High Availability

To ensure security and high availability of data, DolphinDB supports storing multiple replicas of data chunks on different servers. DolphinDB also adopts a two-phase commit (2PC) protocol to achieve strong consistency among data replicas.If data on one machine is corrupted, the database can still be accessed by visiting other machines. In cases where replicas become inconsistent due to data corruption or other issues, the system uses a recovery mechanism for replica consistency.

The number of replicas can be specified with the parameter dfsReplicationFactor in controller.cfg. Setting the number of replicas to 2 is recommended.

Metadata is stored in controllers. We can deploy multiple controllers in a cluster to ensure that metadata service is uninterrupted. All controllers in a cluster form a Raft group. One controller is the leader and the rest of the controllers are the followers. Data nodes can only interact with the leader. The leader writes logs locally and sends synchronization requests to all followers. Once a majority of nodes have synchronized the logs, the leader instructs the followers to change the status of related transactions to commited, ensuring strong consistency of metadata across controllers. If the leader is not available, a new leader is immediately elected to provide the metadata service. The Raft group can tolerate the failure of less than half of the controllers.
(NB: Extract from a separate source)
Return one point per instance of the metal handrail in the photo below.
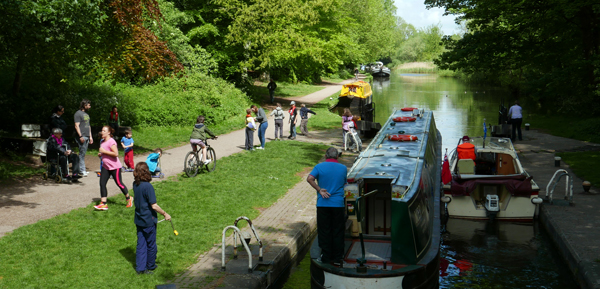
(237, 231)
(260, 258)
For example, 1 cluster with 3 controllers can tolerate 1 unavailable controller, and 1 cluster with 5 controllers can tolerate 2 unavailable controllers. To enable high availability of metadata, the number of controllers is at least 3, and the number of replicas must be specified to be more than 1 with the configuration parameter dfsReplicationFactor in controller.cfg.

DolphinDB APIs incorporate auto-reconnect and failover mechanisms to maintain high availability when interacting with DolphinDB server. When a data node or compute node which an API is connecting with becomes unavailable, the API will attempt to reconnect to the node. If the attempt fails, the API will automatically connect to another available data node or compute node.